Harga Plastik Melonjak, Pedagang Kecil di Purworejo Terpaksa Pangkas Keuntungan
- 06 Apr 2026 12:18 WIB
- Semarang
RRI.CO.ID, Purworejo - Dampak kenaikan harga plastik mulai dirasakan oleh sejumlah pedagang kecil dan UMKM di Kabupaten Purworejo, pada Senin 6 April 2026. Kenaikan ini memicu kekhawatiran di kalangan pelaku usaha mikro yang bergantung pada kemasan plastik untuk menyalurkan produk dagangan mereka sehari-hari.
Kondisi ini memaksa sebagian pedagang kecil untuk memangkas margin keuntungan mereka. Langkah tersebut diambil karena mereka mengaku tidak mungkin menaikkan harga jual dagangan kepada konsumen, demi menjaga daya beli masyarakat yang belum stabil.
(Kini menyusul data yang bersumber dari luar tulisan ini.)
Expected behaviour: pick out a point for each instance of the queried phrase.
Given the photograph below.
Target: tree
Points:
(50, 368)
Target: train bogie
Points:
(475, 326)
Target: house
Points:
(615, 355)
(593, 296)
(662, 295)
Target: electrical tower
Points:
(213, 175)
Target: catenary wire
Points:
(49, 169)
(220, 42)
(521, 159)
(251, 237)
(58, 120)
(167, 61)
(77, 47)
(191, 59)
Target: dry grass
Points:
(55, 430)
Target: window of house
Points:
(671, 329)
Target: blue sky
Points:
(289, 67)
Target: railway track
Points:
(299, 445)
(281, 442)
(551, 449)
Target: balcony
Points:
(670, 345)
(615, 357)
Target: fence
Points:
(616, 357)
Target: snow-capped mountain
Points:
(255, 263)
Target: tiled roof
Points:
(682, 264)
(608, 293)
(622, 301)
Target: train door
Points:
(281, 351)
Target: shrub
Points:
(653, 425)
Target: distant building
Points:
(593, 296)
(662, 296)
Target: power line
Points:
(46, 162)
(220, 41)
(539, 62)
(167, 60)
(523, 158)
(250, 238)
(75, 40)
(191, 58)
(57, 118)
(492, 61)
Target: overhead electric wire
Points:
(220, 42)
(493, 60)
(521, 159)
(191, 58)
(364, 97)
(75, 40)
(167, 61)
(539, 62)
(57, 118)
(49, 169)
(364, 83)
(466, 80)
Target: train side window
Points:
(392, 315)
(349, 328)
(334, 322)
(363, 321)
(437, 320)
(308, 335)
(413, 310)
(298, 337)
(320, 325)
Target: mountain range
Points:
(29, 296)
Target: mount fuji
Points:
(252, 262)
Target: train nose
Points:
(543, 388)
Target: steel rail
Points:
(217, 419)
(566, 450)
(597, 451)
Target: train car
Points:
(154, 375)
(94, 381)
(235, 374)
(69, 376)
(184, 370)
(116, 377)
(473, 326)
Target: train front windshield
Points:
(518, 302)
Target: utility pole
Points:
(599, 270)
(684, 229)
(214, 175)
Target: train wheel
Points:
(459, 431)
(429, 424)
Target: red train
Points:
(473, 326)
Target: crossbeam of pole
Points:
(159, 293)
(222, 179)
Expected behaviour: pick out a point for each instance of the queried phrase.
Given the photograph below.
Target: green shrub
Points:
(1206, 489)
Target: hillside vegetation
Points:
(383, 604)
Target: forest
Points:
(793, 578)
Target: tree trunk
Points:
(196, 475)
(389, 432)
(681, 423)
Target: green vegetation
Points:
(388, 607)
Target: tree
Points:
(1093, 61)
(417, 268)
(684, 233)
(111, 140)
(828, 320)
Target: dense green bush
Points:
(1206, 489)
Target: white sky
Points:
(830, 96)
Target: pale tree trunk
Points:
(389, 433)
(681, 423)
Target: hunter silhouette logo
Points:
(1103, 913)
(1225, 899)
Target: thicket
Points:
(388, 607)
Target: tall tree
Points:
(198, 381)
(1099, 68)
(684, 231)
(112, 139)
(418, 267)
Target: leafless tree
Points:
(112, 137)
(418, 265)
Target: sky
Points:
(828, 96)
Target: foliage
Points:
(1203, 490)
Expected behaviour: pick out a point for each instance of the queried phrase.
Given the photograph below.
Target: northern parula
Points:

Salah satu pedagang siomay yang biasa mangkal di depan SMP Muhammadiyah Purworejo, Sudiyono, mengungkapkan kenaikan harga plastik tersebut sudah ia rasakan sejak momen lebaran lalu. Ia mengaku kenaikan ini sangat membebani biaya modal harian yang harus dikeluarkan.
"Terasa bangat atas kenaikan plastik ini. Biasanya saya beli dengan harga Rp4000 sekarang naik jadi Rp6000," ucapnya
Bagi Sudiyono, menjaga kepercayaan pelanggan tetap adalah prioritas, sehingga ia memilih tidak menaikkan harga satu porsi siomay miliknya. Ia pun berharap kepada pemerintah pusat maupun daerah supaya bisa segera menstabilkan lagi harga plastik di pasaran.
"Semoga pemerintah punya solusi supaya harga plastik kembali normal dan keuntungan bagi pedagang kecil tetap," ungkapnya.
Sementara itu, dari sisi penyedia, salah satu pedagang plastik di Purworejo, Woro Lestari, mengungkapkan bahwa kenaikan harga ini berdampak luas karena jumlah pembeli plastik menurun dan pasar cenderung sepi. Menurutnya, kenaikan ini juga memicu kekhawatiran akan naiknya harga barang-barang kebutuhan lainnya.
"Banyak para pelanggan komplain karena kenaikan plastik ini. Akibat kenaikan plastik ini juga bisa berdampak kenaikan bahan pokok," kata Lestari.
Lestari membeberkan bahwa kenaikan harga di tingkat grosir sangat variatif, mulai dari 20 persen hingga mencapai 100 persen tergantung jenis plastiknya. Kondisi ini mulai terjadi sejak berakhirnya masa libur lebaran tahun ini.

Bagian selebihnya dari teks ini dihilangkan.